The Securities and Exchange Commission announced that on December 17, 2003, James P. Connelly Jr. was sentenced to 1 to 3 years in prison for tampering with evidence. Connelly, the former Vice Chairman of Fred Alger Management Inc., had pled guilty on October 16, 2003, to one count of Tampering with Physical Evidence, a Class E felony, in violation of New York State law. Also on October 16, 2003, the Commission issued an order finding that Connelly had violated the federal securities laws by permitting select investors to "time" Alger mutual funds in exchange for maintaining at least 20% of their Alger investment in buy-and-hold positions, sometimes referred to as "sticky assets." The Commission directed Connelly to cease and desist from future violations of various provisions of the federal securities laws; barred him from association with any broker, dealer or investment adviser; barred him from serving in various capacities with respect to any registered investment company; and imposed a $400,000 civil penalty. Connelly consented to the Commission order without admitting or denying the findings.

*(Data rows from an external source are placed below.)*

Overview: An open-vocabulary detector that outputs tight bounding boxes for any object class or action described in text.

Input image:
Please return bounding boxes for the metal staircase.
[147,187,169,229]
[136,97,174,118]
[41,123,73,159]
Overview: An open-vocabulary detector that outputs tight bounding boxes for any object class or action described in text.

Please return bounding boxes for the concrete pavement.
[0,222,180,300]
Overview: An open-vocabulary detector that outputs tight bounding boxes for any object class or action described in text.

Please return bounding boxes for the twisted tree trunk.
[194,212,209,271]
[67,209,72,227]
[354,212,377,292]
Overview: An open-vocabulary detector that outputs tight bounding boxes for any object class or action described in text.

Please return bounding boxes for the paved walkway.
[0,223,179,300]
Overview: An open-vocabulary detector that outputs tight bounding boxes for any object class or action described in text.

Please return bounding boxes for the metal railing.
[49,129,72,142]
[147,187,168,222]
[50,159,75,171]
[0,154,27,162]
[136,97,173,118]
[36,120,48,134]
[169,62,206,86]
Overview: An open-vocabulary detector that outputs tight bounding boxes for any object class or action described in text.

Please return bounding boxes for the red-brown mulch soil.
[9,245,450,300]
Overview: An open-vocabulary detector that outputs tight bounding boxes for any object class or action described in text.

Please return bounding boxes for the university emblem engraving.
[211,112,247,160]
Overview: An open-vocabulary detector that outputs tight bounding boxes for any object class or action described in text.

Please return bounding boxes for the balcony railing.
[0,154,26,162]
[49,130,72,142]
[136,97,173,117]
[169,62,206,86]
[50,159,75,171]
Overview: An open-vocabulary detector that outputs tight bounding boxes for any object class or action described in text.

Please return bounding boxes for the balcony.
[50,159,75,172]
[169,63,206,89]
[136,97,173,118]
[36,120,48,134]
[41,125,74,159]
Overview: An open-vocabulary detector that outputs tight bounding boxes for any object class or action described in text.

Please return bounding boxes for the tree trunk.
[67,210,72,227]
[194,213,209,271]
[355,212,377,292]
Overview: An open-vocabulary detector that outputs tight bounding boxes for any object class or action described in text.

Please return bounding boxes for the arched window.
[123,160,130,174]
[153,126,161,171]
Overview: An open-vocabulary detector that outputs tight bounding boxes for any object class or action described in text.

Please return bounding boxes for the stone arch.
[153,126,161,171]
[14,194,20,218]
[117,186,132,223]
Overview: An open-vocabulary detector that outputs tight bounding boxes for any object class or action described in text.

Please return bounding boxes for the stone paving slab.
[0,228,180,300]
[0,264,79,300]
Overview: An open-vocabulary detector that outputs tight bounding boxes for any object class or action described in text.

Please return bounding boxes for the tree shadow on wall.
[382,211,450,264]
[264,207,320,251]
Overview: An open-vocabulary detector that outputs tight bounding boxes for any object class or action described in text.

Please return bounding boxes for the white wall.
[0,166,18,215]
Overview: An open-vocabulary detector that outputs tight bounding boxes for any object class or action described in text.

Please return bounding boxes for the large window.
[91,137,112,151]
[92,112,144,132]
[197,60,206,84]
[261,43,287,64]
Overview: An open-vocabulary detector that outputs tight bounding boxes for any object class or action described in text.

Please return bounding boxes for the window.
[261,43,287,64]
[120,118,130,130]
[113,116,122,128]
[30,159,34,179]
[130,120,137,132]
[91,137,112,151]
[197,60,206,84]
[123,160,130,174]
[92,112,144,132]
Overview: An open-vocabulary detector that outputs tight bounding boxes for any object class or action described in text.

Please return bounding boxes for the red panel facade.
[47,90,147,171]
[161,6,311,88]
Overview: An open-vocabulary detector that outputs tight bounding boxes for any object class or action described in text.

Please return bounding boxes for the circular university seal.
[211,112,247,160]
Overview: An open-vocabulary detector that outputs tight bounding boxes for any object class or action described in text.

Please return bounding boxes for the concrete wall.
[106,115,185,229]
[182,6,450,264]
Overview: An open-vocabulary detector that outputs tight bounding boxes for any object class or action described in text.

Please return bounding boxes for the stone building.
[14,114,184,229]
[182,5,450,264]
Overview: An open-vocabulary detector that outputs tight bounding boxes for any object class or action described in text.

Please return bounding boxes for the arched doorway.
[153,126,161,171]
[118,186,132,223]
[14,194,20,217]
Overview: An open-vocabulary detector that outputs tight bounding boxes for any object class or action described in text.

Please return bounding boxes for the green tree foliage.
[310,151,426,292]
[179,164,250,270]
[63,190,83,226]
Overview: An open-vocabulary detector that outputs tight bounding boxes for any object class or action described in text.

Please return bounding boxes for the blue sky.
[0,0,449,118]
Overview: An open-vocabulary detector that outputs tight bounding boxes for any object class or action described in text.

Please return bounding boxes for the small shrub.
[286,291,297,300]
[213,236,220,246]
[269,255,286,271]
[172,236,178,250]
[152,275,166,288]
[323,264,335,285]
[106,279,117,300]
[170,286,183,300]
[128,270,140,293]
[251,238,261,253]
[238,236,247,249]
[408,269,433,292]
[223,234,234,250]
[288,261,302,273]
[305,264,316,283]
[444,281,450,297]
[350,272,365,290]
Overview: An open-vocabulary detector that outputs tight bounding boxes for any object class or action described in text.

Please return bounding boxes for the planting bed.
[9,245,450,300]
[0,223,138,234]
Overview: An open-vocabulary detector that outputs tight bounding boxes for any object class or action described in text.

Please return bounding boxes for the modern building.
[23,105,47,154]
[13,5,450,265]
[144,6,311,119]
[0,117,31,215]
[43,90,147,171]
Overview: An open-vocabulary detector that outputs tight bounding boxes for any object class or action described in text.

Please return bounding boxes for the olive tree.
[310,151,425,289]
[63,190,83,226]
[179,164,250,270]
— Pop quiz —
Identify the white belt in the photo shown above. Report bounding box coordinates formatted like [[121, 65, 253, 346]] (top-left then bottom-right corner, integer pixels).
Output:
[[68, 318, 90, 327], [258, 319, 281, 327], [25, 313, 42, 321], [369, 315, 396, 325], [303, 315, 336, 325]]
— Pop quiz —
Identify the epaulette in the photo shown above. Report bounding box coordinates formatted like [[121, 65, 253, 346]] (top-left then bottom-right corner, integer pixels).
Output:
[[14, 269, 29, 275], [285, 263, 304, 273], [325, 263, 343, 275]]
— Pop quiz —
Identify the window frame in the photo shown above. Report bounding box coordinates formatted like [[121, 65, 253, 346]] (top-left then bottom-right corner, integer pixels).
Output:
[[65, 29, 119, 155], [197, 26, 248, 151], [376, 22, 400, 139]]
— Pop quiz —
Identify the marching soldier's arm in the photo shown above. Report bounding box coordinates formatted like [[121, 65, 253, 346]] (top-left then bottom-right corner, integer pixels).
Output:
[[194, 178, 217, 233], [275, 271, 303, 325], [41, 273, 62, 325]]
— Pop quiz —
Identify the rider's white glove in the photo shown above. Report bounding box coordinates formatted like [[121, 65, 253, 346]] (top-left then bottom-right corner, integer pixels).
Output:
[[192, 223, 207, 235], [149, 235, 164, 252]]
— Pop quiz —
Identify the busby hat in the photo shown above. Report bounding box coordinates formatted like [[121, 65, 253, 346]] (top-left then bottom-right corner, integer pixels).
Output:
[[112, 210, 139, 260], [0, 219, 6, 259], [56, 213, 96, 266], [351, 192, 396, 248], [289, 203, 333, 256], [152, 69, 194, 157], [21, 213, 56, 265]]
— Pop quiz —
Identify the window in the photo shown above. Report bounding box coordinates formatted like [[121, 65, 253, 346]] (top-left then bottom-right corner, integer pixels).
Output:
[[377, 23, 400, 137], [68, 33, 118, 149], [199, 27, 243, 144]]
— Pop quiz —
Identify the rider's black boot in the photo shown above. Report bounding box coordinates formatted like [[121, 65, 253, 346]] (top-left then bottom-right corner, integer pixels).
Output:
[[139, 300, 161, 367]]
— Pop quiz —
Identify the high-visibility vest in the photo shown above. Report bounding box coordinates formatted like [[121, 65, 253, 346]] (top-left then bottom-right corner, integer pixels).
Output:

The criminal charges against Connelly stemmed from his repeated efforts to tamper with an ongoing investigation by the New York Attorney General and the Commission of illegal trading practices in the mutual funds industry, including by directing subordinates to delete emails called for by subpoenas. Connelly had admitted his conduct under oath before the Hon. James Yates of the Supreme Court of New York State in Manhattan. New York's statute outlawing tampering with evidence calls for a maximum sentence of 4 years in state prison.

For additional information, see Securities Act Release No. 33-8304 (Oct. 16, 2003) and Administrative Proceeding File No. 3-11303 (Oct. 16, 2003).